Chung6 reported a post polio patient whose spine was fused from T7 to L4 as a teenager by spinal instrumentation, which was removed after achieving fusion. She fell down stairs fracturing the body of L2 without any neurological deficit. She was treated conservatively for 3 months after which non-union was observed. The fusion mass was fixed with an AO/ASIF broad dynamic compression plate rather than the convention spinal systems such as pedicle screws, Harrington or Luque system because of the absence of normal anatomical landmarks.

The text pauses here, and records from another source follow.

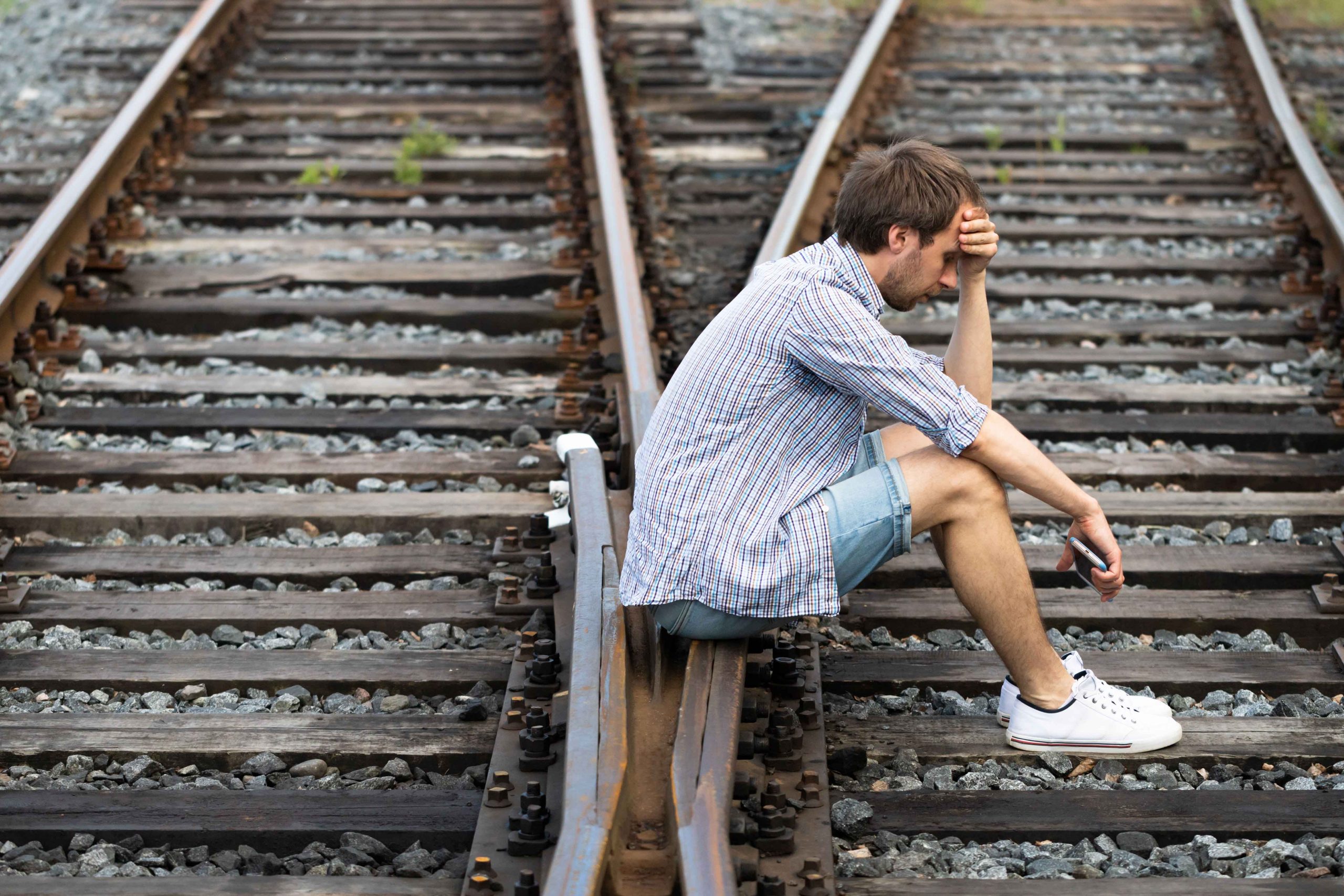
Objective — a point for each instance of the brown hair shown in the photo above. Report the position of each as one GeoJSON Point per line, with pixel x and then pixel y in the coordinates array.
{"type": "Point", "coordinates": [910, 183]}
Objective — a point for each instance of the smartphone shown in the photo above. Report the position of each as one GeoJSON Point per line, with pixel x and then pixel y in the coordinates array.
{"type": "Point", "coordinates": [1084, 562]}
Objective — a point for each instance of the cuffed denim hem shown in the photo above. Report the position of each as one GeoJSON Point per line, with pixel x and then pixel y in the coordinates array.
{"type": "Point", "coordinates": [869, 515]}
{"type": "Point", "coordinates": [695, 620]}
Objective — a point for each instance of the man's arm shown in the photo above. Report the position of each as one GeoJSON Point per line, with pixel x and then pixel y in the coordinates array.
{"type": "Point", "coordinates": [1015, 460]}
{"type": "Point", "coordinates": [971, 355]}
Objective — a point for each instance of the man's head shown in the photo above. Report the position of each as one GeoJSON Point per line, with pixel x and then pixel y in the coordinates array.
{"type": "Point", "coordinates": [901, 210]}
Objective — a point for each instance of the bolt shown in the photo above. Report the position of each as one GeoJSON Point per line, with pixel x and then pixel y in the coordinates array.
{"type": "Point", "coordinates": [570, 379]}
{"type": "Point", "coordinates": [814, 886]}
{"type": "Point", "coordinates": [533, 825]}
{"type": "Point", "coordinates": [480, 886]}
{"type": "Point", "coordinates": [527, 884]}
{"type": "Point", "coordinates": [533, 796]}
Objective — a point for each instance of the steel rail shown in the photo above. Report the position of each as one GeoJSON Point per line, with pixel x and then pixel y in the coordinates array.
{"type": "Point", "coordinates": [597, 699]}
{"type": "Point", "coordinates": [1326, 193]}
{"type": "Point", "coordinates": [802, 199]}
{"type": "Point", "coordinates": [642, 379]}
{"type": "Point", "coordinates": [42, 253]}
{"type": "Point", "coordinates": [597, 750]}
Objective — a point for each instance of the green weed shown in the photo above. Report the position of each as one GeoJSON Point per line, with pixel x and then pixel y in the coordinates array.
{"type": "Point", "coordinates": [1297, 14]}
{"type": "Point", "coordinates": [426, 143]}
{"type": "Point", "coordinates": [1057, 136]}
{"type": "Point", "coordinates": [407, 171]}
{"type": "Point", "coordinates": [994, 138]}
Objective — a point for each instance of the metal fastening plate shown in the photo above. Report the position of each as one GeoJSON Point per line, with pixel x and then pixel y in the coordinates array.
{"type": "Point", "coordinates": [494, 830]}
{"type": "Point", "coordinates": [802, 777]}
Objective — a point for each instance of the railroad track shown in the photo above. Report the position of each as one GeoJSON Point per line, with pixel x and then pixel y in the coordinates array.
{"type": "Point", "coordinates": [385, 262]}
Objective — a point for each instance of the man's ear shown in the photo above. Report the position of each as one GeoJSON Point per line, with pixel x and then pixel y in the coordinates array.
{"type": "Point", "coordinates": [898, 238]}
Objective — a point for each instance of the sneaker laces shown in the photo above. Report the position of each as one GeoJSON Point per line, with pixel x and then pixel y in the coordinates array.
{"type": "Point", "coordinates": [1096, 692]}
{"type": "Point", "coordinates": [1116, 692]}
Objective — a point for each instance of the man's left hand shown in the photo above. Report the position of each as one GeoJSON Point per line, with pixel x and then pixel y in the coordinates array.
{"type": "Point", "coordinates": [979, 242]}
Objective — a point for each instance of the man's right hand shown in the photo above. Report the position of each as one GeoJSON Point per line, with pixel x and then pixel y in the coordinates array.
{"type": "Point", "coordinates": [1095, 530]}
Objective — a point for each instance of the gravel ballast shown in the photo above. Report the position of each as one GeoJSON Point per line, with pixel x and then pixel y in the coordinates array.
{"type": "Point", "coordinates": [355, 855]}
{"type": "Point", "coordinates": [1062, 772]}
{"type": "Point", "coordinates": [1244, 703]}
{"type": "Point", "coordinates": [1128, 855]}
{"type": "Point", "coordinates": [476, 704]}
{"type": "Point", "coordinates": [264, 772]}
{"type": "Point", "coordinates": [1073, 638]}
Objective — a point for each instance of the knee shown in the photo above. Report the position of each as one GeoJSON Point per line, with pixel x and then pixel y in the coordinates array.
{"type": "Point", "coordinates": [978, 486]}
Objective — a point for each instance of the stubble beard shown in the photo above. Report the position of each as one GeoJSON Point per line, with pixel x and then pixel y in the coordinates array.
{"type": "Point", "coordinates": [899, 288]}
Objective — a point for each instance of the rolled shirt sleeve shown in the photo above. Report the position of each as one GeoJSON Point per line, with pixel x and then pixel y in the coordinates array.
{"type": "Point", "coordinates": [834, 336]}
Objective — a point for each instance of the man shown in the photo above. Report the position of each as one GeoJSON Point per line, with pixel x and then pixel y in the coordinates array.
{"type": "Point", "coordinates": [759, 499]}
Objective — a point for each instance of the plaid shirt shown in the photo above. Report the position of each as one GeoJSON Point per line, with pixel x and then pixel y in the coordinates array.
{"type": "Point", "coordinates": [764, 413]}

All the described case reports were from high-energy trauma unlike our case where the injury was very inconspicuous. We stress upon the fact that these injuries are very rare and can be very difficult to diagnose from plain radiographs. Our patient was fortunate not to have damaged her spinal cord, which is probably because of the low energy trauma she sustained. Our conservative management has worked well in alleviating her symptoms and achieving bony union.

Competing Interests
None declared
Author Details
SUDDHAJIT SEN, FRCS(TR & ORTH), MCh ORTH, MRCS, D-ORTH, MBBS, Noble's Hospital, Isle of Man. IAN PETER WRIGHT, FRCS (TR & ORTH), MBBS, Noble's Hospital, Isle of Man.
CORRESPONDENCE: SUDDHAJIT SEN, Noble's Hospital, Isle of Man, UK.
Email: suddhajits@gmail.com

References

  1. Bergmann, FW. Fractures of the ankylosed spine. Journal of Bone & Joint Surgery 1949;31-A: 669-671
  2. Moskowitz A, Moe JH, Winter RB, Binner H. Long-term follow-up of scoliosis fusion. Journal of Bone & Joint Surgery 1980; 62A: 364-76.
  3. King HA, Bradford DS. Fracture-dislocation of the spine after spine fusion and Harrington Instrumentation for idiopathic scoliosis. A case report. Journal of Bone & Joint Surgery 1980; 62-A: 1374-6
  4. Tuffley DJ, McPhee IB. Fracture of the spine after spinal fusion for idiopathic scoliosis. Spine 1984; 9:538-9  
  5. Bagó J; Sala M; Sirera J; Villanueva C. Vertebral Fracture in a Fused Spine for Scoliosis: A Case Report;  Spine: 1998 - Volume 23 - Issue 2 - pp 270-272
  6. Chung OM Department of Orthopaedics and Traumatology, Yan Chai Hospital, Hong Kong


Creative Commons Licence
The above article is licensed under a Creative Commons Attribution-NonCommercial-NoDerivatives 4.0 International License.